The ceiling is real — it does not beat the best closed models, and it does not handle vision. But for the use cases it targets, it is among the stronger open-source options available today, and the Novita AI serverless path means you can test it without a GPU provisioning commitment. The Hy3 model page on Novita AI includes a playground for testing before building an integration.

FAQ

What is the model ID for Tencent Hy3 on Novita AI?

The exact model ID is tencent/hy3. Use this in the model field of your API calls.

Is Hy3 free on Novita AI?

Hy3 is currently priced at $0 per million tokens for both input and output on Novita AI. The pricing page has current rates, as launch pricing may change.

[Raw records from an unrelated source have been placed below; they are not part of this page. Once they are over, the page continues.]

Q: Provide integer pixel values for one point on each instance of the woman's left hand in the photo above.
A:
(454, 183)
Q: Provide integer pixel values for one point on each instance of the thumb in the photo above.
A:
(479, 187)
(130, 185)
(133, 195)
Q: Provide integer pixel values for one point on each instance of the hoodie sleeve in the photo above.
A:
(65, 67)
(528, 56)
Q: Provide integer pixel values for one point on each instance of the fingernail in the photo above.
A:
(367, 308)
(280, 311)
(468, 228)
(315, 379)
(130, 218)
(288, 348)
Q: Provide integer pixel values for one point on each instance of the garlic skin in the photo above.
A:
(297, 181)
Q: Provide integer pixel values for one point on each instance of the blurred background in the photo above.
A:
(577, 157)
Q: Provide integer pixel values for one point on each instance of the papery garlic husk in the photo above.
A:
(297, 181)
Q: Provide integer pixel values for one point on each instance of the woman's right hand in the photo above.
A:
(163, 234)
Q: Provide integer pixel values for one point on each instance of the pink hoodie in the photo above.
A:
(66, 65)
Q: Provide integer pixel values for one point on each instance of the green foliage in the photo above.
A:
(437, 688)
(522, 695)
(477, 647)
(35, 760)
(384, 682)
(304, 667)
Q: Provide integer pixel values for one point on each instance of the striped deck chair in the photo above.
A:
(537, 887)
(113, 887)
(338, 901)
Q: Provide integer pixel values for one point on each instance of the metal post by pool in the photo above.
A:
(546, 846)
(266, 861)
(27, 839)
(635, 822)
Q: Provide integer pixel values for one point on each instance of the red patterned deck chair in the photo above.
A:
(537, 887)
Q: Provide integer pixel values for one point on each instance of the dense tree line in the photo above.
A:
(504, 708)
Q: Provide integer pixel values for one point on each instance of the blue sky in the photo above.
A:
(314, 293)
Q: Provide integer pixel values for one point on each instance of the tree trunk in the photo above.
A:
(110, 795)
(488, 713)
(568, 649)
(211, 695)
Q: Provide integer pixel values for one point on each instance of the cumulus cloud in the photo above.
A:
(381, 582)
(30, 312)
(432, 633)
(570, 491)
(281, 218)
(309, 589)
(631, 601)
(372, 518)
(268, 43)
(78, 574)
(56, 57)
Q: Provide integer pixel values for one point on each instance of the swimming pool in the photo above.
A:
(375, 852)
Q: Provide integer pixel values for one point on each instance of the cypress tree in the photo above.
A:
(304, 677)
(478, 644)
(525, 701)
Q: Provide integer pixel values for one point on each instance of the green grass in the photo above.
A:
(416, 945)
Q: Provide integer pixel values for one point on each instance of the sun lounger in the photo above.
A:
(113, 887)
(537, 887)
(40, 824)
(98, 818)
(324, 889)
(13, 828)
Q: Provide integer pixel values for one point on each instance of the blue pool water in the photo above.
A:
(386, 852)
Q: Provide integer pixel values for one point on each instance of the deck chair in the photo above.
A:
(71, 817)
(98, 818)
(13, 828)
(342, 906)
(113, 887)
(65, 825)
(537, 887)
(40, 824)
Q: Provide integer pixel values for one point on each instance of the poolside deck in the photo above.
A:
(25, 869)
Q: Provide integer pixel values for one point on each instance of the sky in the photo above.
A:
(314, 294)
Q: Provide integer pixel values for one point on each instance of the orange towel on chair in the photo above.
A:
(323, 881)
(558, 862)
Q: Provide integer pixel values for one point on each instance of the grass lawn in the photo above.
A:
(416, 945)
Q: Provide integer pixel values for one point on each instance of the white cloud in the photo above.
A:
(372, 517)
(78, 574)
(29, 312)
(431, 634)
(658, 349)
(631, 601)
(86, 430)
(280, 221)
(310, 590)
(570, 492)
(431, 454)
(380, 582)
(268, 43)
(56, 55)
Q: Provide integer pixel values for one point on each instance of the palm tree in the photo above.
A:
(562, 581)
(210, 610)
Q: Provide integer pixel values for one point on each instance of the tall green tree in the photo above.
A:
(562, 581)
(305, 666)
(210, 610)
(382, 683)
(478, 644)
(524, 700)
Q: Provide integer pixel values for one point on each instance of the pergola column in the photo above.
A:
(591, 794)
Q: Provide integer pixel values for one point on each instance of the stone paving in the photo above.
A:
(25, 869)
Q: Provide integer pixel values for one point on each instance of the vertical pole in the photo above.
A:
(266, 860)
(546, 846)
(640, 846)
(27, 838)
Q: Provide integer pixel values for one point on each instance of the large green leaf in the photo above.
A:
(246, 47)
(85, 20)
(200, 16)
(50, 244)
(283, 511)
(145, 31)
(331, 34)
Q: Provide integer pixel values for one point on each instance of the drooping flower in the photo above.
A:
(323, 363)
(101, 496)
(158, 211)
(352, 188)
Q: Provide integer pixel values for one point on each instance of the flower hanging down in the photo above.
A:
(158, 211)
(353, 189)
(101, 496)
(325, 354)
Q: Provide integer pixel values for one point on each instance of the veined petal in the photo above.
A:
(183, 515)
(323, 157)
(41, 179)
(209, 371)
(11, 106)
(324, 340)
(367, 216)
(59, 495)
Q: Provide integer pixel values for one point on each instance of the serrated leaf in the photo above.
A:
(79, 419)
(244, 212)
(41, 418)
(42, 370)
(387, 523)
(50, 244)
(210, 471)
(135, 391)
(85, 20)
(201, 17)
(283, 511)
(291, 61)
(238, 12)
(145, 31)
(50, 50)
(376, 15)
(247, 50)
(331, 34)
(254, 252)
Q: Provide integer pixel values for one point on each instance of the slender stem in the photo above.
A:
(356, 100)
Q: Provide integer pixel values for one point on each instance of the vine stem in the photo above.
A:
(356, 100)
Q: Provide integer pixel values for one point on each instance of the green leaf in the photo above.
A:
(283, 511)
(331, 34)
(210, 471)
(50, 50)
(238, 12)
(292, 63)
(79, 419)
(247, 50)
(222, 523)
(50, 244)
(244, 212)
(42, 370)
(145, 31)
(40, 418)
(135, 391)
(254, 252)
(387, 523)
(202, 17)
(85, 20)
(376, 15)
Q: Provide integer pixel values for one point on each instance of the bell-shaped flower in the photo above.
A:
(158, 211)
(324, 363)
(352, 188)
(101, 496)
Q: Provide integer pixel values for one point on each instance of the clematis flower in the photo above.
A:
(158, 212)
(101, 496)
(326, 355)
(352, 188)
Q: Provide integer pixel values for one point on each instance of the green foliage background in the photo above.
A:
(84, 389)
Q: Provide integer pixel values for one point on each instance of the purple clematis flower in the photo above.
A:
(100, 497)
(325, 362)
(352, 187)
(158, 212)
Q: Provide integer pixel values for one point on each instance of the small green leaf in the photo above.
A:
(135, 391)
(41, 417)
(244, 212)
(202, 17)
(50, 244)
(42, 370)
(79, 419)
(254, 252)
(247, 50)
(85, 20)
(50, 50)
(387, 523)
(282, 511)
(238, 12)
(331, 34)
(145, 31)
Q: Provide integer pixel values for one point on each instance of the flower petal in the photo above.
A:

What is the context window for Hy3?

Hy3 supports a 262,144-token context window with a 262,144-token max output on Novita AI.

Does Hy3 support function calling?

Yes. The Novita AI listing for Hy3 includes function calling, structured outputs, and reasoning as supported features.

What reasoning modes does Hy3 support?

Hy3 includes three reasoning modes: no_think (fast, no chain-of-thought), low (light reasoning), and high (deep chain-of-thought for complex tasks). These are configured via the reasoning_effort parameter.

Does Hy3 support image input?

No. Hy3 is a text-only model. It does not accept image, audio, or video inputs.

How does Hy3 compare to Kimi K2 or GLM 5.2?

All three are strong open-weight MoE models aimed at coding and agentic workflows. Kimi K2 has 1T total parameters with 32B active and leads in math and STEM benchmarks. GLM 5.2 has a 1M-token context window optimized for long-context repository analysis. Hy3 sits at 295B/21B with strong SWE-bench results (74.4%) and a free launch period on Novita AI. The right choice depends on your specific task and context requirements.

Is Hy3 the same as Hunyuan?

Hy3 is developed by the same Tencent team that built the Hunyuan model series. The team rebranded from “Hunyuan” to “Hy” with this generation. Hy3 is not related to HunyuanVideo or Hunyuan Image, which are separate media generation models.